NET gives a window of opportunity to study endocrine sensitivity in a dynamic fashion. Several endpoints have been tested to evaluate the efficacy of NET. We now have enough evidence that pCR is not a surrogate endpoint of survival for well-differentiated BC, namely luminal A-like subtype (9). This is however not the case for luminal B-like tumours, where a possible prognostic role has been reported, though not as strong as for HER2-positive and triple negative BC (9,10). The ALTERNATE study (11) presented at the 2020 ASCO meeting, which evaluated the efficacy of either anastrozole, fulvestrant or its combination in patients with stage II–III HR-positive BC, confirmed the clinical utility of Ki-67 changes as an early marker of endocrine sensitivity. Patients with Ki-67 >10% at week 4 or 12 were recommended to go off protocol-directed endocrine therapy and switch to NAC. Using this strategy, less than 2% of patients progressed during treatment. The Preoperative Endocrine Prognostic Index score (PEPI score), first tested in the P024 neoadjuvant trial and validated in the IMPACT trial (12), is largely used instead of pCR in trials evaluating NET. It combines tumour size and nodal status, as well as Ki-67 and ER expression post-NET. However, nor the change in Ki-67 or the PEPI score take in consideration the genomic features of the tumour, which have been shown to be prognostic in the early stage, and to identify the benefit of adjuvant chemotherapy.

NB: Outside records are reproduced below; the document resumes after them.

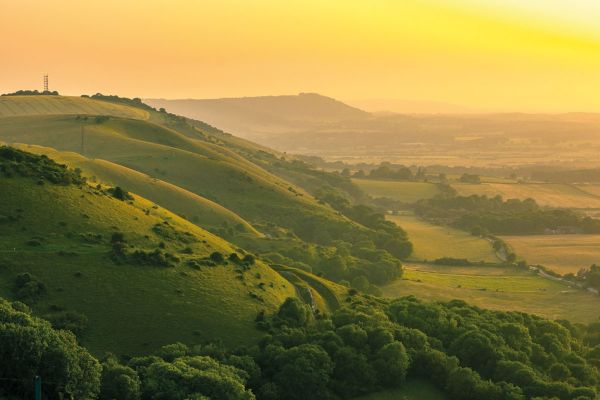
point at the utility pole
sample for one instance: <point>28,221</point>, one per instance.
<point>82,140</point>
<point>38,387</point>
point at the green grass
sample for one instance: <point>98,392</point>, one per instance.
<point>406,192</point>
<point>412,389</point>
<point>431,242</point>
<point>197,209</point>
<point>546,194</point>
<point>12,106</point>
<point>206,169</point>
<point>131,309</point>
<point>561,253</point>
<point>497,288</point>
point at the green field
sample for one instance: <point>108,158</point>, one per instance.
<point>13,106</point>
<point>412,389</point>
<point>561,253</point>
<point>545,194</point>
<point>406,192</point>
<point>197,209</point>
<point>431,242</point>
<point>130,308</point>
<point>497,288</point>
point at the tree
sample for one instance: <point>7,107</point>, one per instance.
<point>29,347</point>
<point>391,364</point>
<point>303,373</point>
<point>119,381</point>
<point>197,377</point>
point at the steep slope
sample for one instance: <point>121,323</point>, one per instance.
<point>246,179</point>
<point>151,286</point>
<point>197,209</point>
<point>206,169</point>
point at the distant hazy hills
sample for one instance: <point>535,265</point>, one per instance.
<point>253,116</point>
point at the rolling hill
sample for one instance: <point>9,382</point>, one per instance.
<point>208,168</point>
<point>138,274</point>
<point>250,117</point>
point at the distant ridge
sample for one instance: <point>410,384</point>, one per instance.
<point>246,116</point>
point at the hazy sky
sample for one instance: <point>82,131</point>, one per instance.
<point>486,54</point>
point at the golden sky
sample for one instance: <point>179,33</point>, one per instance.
<point>529,55</point>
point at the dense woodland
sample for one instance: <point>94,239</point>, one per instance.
<point>470,353</point>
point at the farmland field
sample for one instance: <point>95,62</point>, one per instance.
<point>545,194</point>
<point>561,253</point>
<point>497,288</point>
<point>14,106</point>
<point>406,192</point>
<point>432,241</point>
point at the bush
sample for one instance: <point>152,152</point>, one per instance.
<point>29,346</point>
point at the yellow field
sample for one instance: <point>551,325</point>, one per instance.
<point>432,241</point>
<point>14,106</point>
<point>546,194</point>
<point>561,253</point>
<point>406,192</point>
<point>497,288</point>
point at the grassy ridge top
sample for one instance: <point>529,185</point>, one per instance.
<point>62,234</point>
<point>12,106</point>
<point>206,169</point>
<point>197,209</point>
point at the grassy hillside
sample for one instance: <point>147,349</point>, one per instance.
<point>11,106</point>
<point>136,300</point>
<point>498,288</point>
<point>242,178</point>
<point>197,209</point>
<point>431,242</point>
<point>406,192</point>
<point>561,253</point>
<point>206,169</point>
<point>545,194</point>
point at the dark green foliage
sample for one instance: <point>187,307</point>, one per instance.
<point>119,381</point>
<point>28,288</point>
<point>190,374</point>
<point>217,258</point>
<point>119,193</point>
<point>391,364</point>
<point>15,162</point>
<point>29,347</point>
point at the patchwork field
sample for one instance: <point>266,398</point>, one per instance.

The “Neoadjuvant Multi-Agent Chemotherapy or Letrozole plus Ribociclib in Luminal B/HER2-negative BC” (CORALLEEN trial) (13), is a randomized phase II study designed testing the hypothesis of a molecular downstaging through the PAM50 signature. Patients with high-risk luminal-B tumours were randomized to receive the CDK4/6 inhibitor ribociclib in combination with endocrine treatment for 24 weeks or standard anthracycline and taxane-containing chemotherapy. Molecular downstaging was defined as the switch from baseline high/intermediate risk-of-relapse (ROR) group, as defined by the PAM50 molecular signature, plus clinicopathological features, to a low ROR group (14). The study population included patients with stage I–IIIA BC, tumour size >2 cm and luminal-B genomic profile—the latter assessed at baseline, during treatment and at surgery. The authors aimed to validate the hypothesis that the addition of CDK4/6 to standard NET offers the possibility to induce a molecular downstaging therefore to avoid adjuvant chemotherapy in luminal B-like tumours.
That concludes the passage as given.